So today as i was chilling by myself after a spot of solo mindless shopping round’ my neck of woods, I went to LJS to eat. I quite enjoy solo dining. Actually i enjoy solo dining very much, it allows me to people watch. I absolutely LOVE people watching, its my favorite activity aside from reading books and talking to cats.
I like it because it’s a social setting, but you’re removed from it, therefore don’t have to put in effort. You’re not a participant, you’re just an observer. Which i like. Besides, listening to passing conversations of strangers, checking out people’s outfits, hot people, wondering what these people are like, its always fascinating.
And, the best places to people watch, for me, is ALWAYS while dining somewhere. Which, i do a lot of. Hmm, Public transports are my next favourite on the list but public transports usually are little bit harder as i can’t gawk. It’s mainly listening skills but i can’t glance multiple times without getting caught. Ugh.
So anyway, i was at LJS quietly eating my meal when this group of young lower secondary school boys took the tables right next to me. Brilliant. They weren’t rowdy. Nor were they nerdy. They were just average kids who would probably grow up to be generic. I don’t know. I can’t judge, but whatever. Doesn’t matter.
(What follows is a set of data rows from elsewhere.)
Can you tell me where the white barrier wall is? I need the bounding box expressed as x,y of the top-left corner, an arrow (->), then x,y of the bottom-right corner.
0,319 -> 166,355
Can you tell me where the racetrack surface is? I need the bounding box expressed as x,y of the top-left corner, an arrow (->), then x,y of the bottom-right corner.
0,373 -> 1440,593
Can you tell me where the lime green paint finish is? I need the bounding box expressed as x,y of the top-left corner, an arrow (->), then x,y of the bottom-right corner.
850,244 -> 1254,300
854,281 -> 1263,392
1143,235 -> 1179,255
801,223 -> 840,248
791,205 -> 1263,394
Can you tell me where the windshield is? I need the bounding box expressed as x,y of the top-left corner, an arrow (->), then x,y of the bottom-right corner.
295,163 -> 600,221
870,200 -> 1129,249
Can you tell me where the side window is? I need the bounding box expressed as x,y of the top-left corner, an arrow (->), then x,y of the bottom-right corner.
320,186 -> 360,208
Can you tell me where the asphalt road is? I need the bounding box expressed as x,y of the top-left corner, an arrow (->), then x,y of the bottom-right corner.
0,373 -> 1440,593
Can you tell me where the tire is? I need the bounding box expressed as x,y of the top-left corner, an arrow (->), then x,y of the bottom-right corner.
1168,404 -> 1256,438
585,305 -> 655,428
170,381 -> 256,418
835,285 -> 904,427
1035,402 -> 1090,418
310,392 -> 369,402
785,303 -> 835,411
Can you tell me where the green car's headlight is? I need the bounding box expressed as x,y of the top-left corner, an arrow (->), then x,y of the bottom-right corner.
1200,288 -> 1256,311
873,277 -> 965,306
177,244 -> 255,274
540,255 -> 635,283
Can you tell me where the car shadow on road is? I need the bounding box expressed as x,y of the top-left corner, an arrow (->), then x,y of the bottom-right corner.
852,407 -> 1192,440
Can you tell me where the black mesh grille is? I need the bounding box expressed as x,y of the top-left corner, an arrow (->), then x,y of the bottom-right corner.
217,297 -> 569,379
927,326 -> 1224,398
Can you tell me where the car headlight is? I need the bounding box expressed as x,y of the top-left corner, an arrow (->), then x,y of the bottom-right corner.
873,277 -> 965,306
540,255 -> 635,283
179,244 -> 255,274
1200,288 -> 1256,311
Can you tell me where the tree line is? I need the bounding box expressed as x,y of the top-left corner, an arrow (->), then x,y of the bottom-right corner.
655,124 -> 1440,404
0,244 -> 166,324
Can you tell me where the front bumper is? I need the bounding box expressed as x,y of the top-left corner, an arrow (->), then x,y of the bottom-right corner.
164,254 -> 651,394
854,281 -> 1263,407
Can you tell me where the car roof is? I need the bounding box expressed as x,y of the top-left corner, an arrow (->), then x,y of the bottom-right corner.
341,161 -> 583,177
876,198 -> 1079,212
The token, very talkative and oblivious indian boy started saying “omg guys, i can’t believe i’m hanging out with you guys. I can’t believe i hung out with Angelo all this time. You know Angelo…” was blah blah blah. He was expressing his enthusiasm to being in this current group.. and he went on and on about Angelo, but when i sneakily glanced up to see how his friends reactions were, they were either scrolling through their phones, looking at this talkative boy with glazed eyes or just squinting at LJS’ menu. Doubt they were listening.
They all got up to proceed to the counter while Talkative was actually still harping on.. So for awhile, i could dine quietly.
After about 5 – 10 minutes, they came back with their food.
The moment Talkative sat his ass down, he started “You know Angelo right.. he was so..” blah blah blah.
I don’t know who the hell this Angelo is, but you are right to drop this potato from your little bitch clique. He talks too much. AND he’s obsessed about you. Dear Angelo-i-don’t-know. From movies, the guys named Angelo are usually italian.. or mexican or something, which i doubt you are, since, y’know, it’s kinda rare to see you guys round here in local schools, kinda rare name too. But anyway i hope to god you’re not the sleazy street hustler i’m imagining in my head from the extensive description of you. Like these:
Oh god. *fumbling with keyboards* I AM SO sorry. Are you at work right now? Ugh. It was an accident. I meant:
DAMMIT YALL. I meant:
I am guessing Talkative won’t have any friends soon either.